Musk should heed the vote

Disapproval from Twitter users reflects his short, chaotic stint as CEO.

By the Editorial Board of the New York Daily News

December 26, 2022 at 12:00AM
Elon Musk in 2020. (John Raoux, Associated Press/The Minnesota Star Tribune)

Elon Musk asked Twitter users whether he should stay CEO. When a clear majority said go, he pondered which votes should count, before saying he'll quit as CEO "as soon as I find someone foolish enough to take the job!" Sure thing, Elon.

We hope Musk's chaotic and disastrous run atop Twitter not only punctures the myth of the former eBay and current Tesla CEO as a genius, but that it takes many other would-be masters of the universe down a peg or three.

When Musk took Twitter private, he predicted he could turn the oft-criticized but actually pretty well-run social media platform into a profitable machine that was also far more open to a broader range of speech, including lies and hate speech. Musk, siding with right-wing critics of supposedly far-left Twitter leadership, insisted that a new era of openness would create a fairer and more lively community in which hardly any type of expression was actively suppressed.

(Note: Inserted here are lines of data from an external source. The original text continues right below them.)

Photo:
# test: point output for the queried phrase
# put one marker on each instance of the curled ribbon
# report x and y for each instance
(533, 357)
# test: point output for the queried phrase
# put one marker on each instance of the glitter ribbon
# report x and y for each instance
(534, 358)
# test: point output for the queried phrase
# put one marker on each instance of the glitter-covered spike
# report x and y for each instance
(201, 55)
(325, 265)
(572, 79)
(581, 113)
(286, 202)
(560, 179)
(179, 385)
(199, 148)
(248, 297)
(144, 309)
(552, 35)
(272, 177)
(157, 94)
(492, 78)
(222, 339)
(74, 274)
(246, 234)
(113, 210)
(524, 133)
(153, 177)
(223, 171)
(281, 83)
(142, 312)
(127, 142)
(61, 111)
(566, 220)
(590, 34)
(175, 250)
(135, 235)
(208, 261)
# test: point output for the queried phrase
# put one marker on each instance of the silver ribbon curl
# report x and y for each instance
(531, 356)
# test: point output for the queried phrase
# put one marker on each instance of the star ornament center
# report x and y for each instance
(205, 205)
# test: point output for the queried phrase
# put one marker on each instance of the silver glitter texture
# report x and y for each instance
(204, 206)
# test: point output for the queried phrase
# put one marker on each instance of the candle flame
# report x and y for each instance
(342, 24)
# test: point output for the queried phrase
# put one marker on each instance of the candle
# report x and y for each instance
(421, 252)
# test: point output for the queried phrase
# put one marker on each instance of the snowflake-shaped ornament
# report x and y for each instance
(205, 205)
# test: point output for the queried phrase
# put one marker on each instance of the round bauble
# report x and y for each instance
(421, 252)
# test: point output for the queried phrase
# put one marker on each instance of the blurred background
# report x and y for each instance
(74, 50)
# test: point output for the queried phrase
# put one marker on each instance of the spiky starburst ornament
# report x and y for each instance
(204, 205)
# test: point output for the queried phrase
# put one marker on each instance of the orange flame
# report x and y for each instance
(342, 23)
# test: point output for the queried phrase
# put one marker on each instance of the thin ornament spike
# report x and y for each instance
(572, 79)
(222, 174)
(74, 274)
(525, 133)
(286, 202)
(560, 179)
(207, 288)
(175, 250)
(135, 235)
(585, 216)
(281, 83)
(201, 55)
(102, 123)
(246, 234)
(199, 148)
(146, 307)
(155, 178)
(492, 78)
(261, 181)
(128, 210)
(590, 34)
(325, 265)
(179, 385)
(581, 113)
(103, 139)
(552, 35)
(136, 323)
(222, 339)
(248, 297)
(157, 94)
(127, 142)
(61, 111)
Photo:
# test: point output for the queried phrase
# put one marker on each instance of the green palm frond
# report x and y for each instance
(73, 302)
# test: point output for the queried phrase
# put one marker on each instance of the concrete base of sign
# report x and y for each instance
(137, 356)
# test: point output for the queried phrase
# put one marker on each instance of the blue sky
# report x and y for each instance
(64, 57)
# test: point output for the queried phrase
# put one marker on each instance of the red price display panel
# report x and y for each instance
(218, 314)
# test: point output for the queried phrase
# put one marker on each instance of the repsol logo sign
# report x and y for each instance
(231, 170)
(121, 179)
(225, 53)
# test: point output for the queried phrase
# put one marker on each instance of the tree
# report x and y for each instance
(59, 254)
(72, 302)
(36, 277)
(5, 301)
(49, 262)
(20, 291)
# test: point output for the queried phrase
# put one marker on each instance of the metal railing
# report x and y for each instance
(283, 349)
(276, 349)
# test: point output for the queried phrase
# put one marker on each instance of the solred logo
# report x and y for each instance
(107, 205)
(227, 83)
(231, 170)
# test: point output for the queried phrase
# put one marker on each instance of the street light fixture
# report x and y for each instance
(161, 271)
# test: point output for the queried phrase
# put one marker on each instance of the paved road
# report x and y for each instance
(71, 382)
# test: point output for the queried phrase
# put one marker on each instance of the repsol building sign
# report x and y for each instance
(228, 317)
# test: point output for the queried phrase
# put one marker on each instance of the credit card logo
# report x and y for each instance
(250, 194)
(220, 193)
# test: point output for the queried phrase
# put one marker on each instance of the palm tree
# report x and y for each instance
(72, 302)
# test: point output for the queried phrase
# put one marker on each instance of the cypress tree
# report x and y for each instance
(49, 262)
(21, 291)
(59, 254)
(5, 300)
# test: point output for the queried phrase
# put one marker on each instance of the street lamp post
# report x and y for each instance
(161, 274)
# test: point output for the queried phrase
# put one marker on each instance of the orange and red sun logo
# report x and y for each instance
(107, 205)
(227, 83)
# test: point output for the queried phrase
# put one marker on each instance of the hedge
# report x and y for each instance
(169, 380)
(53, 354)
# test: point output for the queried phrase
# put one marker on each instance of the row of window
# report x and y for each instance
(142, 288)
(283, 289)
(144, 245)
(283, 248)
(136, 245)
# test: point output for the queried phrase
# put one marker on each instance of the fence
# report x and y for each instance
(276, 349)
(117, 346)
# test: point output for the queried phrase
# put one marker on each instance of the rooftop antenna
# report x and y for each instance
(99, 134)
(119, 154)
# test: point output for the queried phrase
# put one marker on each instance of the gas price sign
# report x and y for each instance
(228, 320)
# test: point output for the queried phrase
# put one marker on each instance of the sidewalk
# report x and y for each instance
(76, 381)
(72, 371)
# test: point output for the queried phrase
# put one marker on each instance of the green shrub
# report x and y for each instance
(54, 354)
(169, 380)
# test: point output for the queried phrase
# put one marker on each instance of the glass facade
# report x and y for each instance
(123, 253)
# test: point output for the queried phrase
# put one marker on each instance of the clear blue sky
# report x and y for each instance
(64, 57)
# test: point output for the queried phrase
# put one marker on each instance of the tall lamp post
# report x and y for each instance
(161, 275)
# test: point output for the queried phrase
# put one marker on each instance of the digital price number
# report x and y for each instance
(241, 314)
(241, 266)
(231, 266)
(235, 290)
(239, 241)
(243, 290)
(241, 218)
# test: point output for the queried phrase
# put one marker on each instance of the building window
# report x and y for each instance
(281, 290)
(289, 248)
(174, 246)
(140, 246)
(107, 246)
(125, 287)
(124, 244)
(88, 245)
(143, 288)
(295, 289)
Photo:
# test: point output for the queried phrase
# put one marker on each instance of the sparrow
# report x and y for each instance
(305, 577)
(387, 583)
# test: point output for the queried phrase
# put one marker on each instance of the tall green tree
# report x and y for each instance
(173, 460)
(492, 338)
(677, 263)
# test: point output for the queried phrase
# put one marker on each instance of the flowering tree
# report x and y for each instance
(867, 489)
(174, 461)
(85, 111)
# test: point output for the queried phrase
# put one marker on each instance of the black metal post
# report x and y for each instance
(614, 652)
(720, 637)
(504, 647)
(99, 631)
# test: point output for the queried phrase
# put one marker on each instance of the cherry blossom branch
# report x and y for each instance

Every single promise he made has crashed violently against the rocks of reality. There was going to be some regulation of the spread of misinformation — until Musk himself smirkingly spread vile falsehoods. Reinstatements of controversial accounts were to be based on standards determined by a new panel of experts — until they weren't, and Donald Trump got welcomed back.

The old system for verifying users' identity was to be replaced by a new one — until that one quickly proved to be a joke of a mockery of a sham. Censorship was going to be consigned to the past — until Musk decided to suspend accounts that dared report on an account that used publicly available data tracking his private jet.

Then Musk tried banning links to other social media sites. The man who called himself a free-speech absolutist was going full authoritarian.

Most hilariously of all, the supposed captain of industry has failed to manage the corporate basics. Musk's firings have been impetuous and arbitrary. His contempt for advertisers has been self-destructive. His schemes to raise revenue have been harebrained. Unplug him.